Key Glock has never been a rapper who promises growth. He promises consistency, which is a different thing and, on his own terms, a harder thing to deliver. PROJECT X, which follows last year’s Glockaveli, is 20 tracks and 46 minutes of a man doing the one thing he does better than almost anyone working in Southern rap right now, and doing it so often across one sitting that the record eventually asks you to decide whether that’s a strength or a trap of its own.
Glock, born Markeyvius Cathey in South Memphis in 1997, has been building toward this kind of volume his whole career. He came up listening to Three 6 Mafia and Project Pat, got into trouble as a teenager that he’s never romanticized in interviews, and found his way into music through his cousin by marriage, Young Dolph, who signed him to his independent label, Paper Route Empire, in 2017. The two of them made two collaborative albums together before Dolph was murdered outside a Memphis bakery in November 2021, shot in broad daylight in an attack that shook the city. Glock has spent every album since carrying that loss without ever turning it into a gimmick. It shows up in flashes rather than full songs, which is mostly true again here.
What’s changed since Dolph’s death isn’t Glock’s subject matter so much as his position. Last year’s Glockaveli debuted in the Billboard 200’s Top 10 without a single guest feature, the biggest hip-hop debut of the year by that measure, and the single “She Ready” went gold and gave him his first number one at urban radio.
He’s no longer the cousin keeping a label afloat. He’s the label’s biggest star, and PROJECT X was rolled out like it. Paper Route Empire put branded Mercedes-Maybachs on display in multiple cities, ran a fan campaign through Vault.fm, and leaned hard into the title’s connection to the 2012 party movie of the same name, bringing two of its actors out for promotional appearances. It’s a rollout built for someone with nothing left to prove commercially, which makes the record itself a strange document: an artist at his most secure, rapping almost exclusively about how secure he is.

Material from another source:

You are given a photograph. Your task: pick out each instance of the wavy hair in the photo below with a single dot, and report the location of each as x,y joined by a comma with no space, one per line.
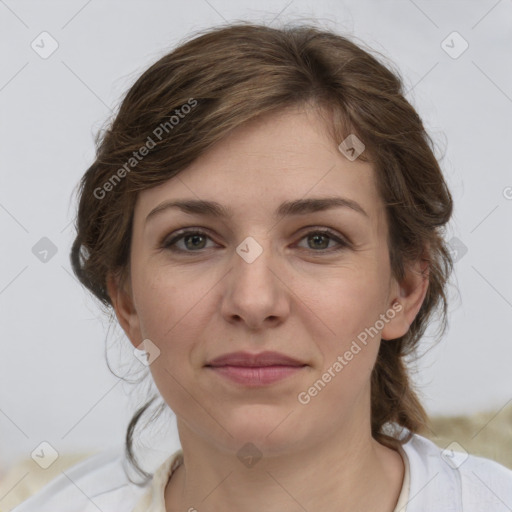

The album lost a piece of its own history the day before it came out. Tay Keith, who produced or co-produced several of its tracks and has worked with Glock for years, was found dead in his Nashville apartment on June 18th. He was 29. Police have said they don’t suspect foul play, and a cause of death hadn’t been revealed publicly as of release. It’s a loss that hangs over the record without being addressed on it, since the album was finished and locked before he died, but it’s worth knowing as you listen to the tracks he built, including “Face Down”, which carries some of his most recognizable drum work.
As for the album overall: Glock raps in a flat, unhurried cadence that rarely rises and rarely needs to, because the writing does the work the voice doesn’t. “Mannish”, “Hardknock”, and “Big 5” open the album in pure flex mode, stacking cars, jewellery, and a running tally of what he’s escaped to get here, and the best of them land a sharp detail inside the boast rather than just repeating it. “6AM” and “Drug Luv” move into after-hours territory, unhurried and a little hazy, the kind of tracks built for the comedown rather than the party itself. Tay Keith’s fingerprints are clearest on the harder cuts, “Face Down” and “Dummy” among them, where the drums do more talking than the hook does.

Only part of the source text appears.